HandyTrack: HPC for Hand Gesture Dataset Generation and Deep Learning Training for Detection and Tracking
Presentation of the problem and objective of the experiment
In AR, it is necessary to manage virtual 3D objects in space. In real life, we use our hands which have 6 DoF and fingers for fine movements. The need for touchless interaction creates an opportunity to take advantage of hand movements and gestures.
The challenge is how to address the opportunity of hand tracking on existing computational devices with low power consumption and 0 latency. The goal of this HPC experiment is to design and develop a software library based on Machine Learning techniques to perform dynamic detection and recognition of hand gestures without interruption.

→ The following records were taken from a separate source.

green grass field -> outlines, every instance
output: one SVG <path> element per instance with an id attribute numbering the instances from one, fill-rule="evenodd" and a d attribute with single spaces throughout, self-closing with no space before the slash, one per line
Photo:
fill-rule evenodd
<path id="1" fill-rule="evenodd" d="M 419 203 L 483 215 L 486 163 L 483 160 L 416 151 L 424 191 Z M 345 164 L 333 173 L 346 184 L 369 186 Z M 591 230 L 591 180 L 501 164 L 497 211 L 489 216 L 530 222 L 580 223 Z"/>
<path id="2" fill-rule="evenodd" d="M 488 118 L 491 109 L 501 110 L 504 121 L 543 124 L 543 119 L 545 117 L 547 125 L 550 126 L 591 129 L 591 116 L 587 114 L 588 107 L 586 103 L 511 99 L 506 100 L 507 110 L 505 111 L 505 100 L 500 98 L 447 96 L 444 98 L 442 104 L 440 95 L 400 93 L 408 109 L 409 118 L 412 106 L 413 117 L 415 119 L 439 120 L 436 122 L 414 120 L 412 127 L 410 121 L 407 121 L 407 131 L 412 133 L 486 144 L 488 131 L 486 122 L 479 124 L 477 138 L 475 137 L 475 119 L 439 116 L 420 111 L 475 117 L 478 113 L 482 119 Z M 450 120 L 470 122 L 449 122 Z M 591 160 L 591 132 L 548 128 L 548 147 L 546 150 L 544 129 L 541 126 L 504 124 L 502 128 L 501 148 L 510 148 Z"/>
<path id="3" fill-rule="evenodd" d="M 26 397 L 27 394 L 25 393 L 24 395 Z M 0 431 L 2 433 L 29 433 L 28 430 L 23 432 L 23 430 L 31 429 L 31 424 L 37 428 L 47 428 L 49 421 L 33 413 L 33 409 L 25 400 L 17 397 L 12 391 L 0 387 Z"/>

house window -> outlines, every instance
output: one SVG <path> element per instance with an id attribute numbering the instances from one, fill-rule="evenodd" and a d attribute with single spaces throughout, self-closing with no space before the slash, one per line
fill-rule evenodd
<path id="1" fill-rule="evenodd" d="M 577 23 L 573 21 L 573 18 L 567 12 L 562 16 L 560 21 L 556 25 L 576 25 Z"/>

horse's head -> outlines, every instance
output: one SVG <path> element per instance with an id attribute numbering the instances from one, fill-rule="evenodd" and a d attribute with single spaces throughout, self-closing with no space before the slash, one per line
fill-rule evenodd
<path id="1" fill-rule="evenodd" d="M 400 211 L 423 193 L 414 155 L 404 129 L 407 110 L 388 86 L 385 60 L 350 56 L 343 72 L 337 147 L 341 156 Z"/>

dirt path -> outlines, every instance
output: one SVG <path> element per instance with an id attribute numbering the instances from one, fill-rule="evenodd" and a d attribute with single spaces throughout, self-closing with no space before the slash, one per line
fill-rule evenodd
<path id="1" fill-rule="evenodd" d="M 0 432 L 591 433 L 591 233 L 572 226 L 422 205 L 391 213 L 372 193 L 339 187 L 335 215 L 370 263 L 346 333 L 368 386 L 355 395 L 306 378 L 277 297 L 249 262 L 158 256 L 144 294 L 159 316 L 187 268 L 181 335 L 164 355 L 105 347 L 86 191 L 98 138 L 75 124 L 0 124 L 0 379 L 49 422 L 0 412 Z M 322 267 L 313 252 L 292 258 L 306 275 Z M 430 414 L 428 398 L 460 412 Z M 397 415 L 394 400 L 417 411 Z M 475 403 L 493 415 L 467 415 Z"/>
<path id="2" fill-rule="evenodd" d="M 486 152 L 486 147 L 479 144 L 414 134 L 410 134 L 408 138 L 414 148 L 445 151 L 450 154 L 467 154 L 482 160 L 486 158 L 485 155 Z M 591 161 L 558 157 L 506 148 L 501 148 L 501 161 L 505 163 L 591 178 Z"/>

Short description of the experiment
HandyTrack - HPC for Hand Gesture Dataset Generation and Deep Learning Training for Detection & Tracking is dedicated to Artificial Intelligence and specifically to Computer Vision and Machine Learning applied to the use of HPC for training neural networks and for generating data based on 3D models in order to reduce the time required for training algorithms and allow for more accurate performance.
The experiment aims to generate a large video data set for hand gestures using realistic 3D hand models as well as behavior trees to generate gesture variations. Hence, it aims to train machine learning algorithms for hand gesture recognition. HPC will allow this process to take much less time than classical methods.
Partners CINECA and BI-REX are part of the NCC Italy.